Originally posted by ckent
I am planning on going to all but one of my interviews so far, and I am planning on ranking just about everywhere that I interview at (as long as I could stand spending 3 years there of course). You should probably ask how many people your program interviews, because I've noticed that some programs are not very selective when inviting applicants for interviews. I think that I will end up interviewing and ranking close to 10. The good thing about medicine is that even if you don't match, I think that you can always scramble into a mediocre program. It have to be some university affiliated community program in primary care, but at least you have a very low risk of being unemployed for one year even if you aren't smart about your ranking. The advise given to us at our school is to interview at anywhere where you think that you'd be interested in going to, and rank everywhere where you wouldn't mind being. I know people at my school who only ranked 2-5 programs and ended up matching fine though. I think that the stronger the candidate you are, the less programs you should feel like you have to rank and interview at as long as 2-3 of them are "sure" shots.
Just another thought on this matter: before the whole application process, I always thought that going into a residency in medicine should be something more of a buyer's market - as opposed to smaller, highly-sought-after fields like ENT or dermatology. ie. a solid applicant should be able to pretty much go anywhere he/she wants (maybe save for the ultra-elites like MGH, etc) and programs are going to compete to hire you to their program. Looking at the un-filled program statistics on scutwork.com also support this: there are a lot of solid programs in this country that goes unfilled.

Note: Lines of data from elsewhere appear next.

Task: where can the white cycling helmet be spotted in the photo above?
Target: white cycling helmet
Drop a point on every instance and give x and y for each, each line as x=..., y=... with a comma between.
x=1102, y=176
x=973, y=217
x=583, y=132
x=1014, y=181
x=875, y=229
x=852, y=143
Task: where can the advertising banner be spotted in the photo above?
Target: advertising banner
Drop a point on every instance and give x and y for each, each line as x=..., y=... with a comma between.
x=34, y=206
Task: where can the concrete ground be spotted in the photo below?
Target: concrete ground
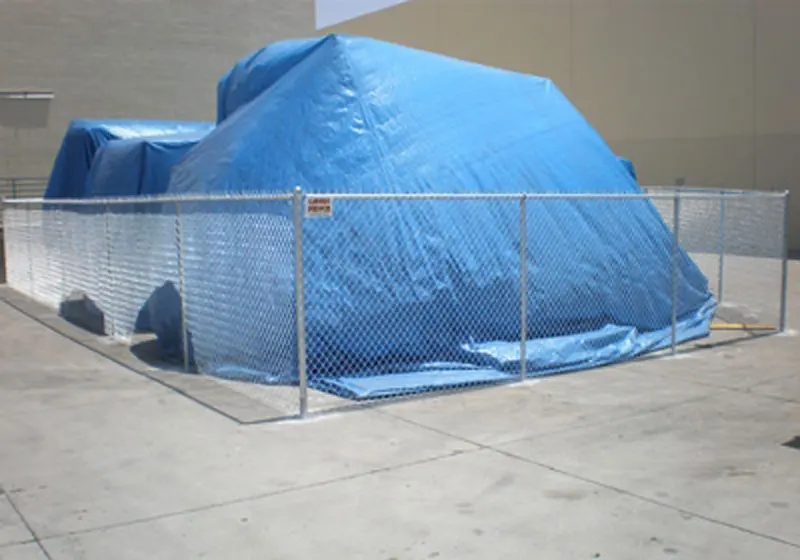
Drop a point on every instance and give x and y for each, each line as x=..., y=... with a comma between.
x=659, y=458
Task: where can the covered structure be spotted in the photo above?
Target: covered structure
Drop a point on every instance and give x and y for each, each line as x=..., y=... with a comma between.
x=412, y=295
x=85, y=137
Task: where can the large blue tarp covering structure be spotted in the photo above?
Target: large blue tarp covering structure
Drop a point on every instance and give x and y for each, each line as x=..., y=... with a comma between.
x=139, y=166
x=85, y=137
x=412, y=295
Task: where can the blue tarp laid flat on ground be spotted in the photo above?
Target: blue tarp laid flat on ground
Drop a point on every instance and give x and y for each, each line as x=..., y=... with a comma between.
x=395, y=289
x=139, y=166
x=85, y=137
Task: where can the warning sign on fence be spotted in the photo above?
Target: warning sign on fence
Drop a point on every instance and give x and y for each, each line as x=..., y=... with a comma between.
x=319, y=207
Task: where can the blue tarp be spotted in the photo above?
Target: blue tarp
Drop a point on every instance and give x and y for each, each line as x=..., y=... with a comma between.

However, experiencing the application process first-hand involving some of the better programs in the country, I must say that this is not unlike the application for medical school - programs are still highly selective in interview invitations, some programs receive anywhere from 1000-2000 applications and interview only a small fraction of that number. And after that they only rank a fraction of those whom they interview. At my home institution (a pretty solid program), the PD told us they would get 1200-1500 apps/yr, interview 350-400 and rank maybe 100-150 to get the entering class of 30 or so, and they say they rarely have to dip below 100 on their ROL. I would imagine other good programs will have similar statistics.

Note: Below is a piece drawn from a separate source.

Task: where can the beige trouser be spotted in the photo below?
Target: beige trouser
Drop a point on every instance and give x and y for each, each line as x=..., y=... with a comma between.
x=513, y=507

So, with that said, I think the "safe number" of programs to rank has a lot to do with what caliber of programs you are applying to/interviewing at. If you are interviewing predominately at the MGH/BW/Hopkins type of programs, I would imagine you will need to rank a lot more than, say if you are considering the local programs. If geographically restricted, then probably ranking some lesser programs within a location is not a bad idea. ie. if especially interested in SF, would be stupid just to rank UCSF and Stanford no matter how good you think you are.
For IM, my dean of student always advise us to interview at 8-10 places that we think we really want to be at, and from that list, rank ALL places first, then purge from the list any that we absolutely DONT want to be at. This way, most people will rank 7-8 acceptable programs. She boasts that nobody from my school has ever go unmatched in IM.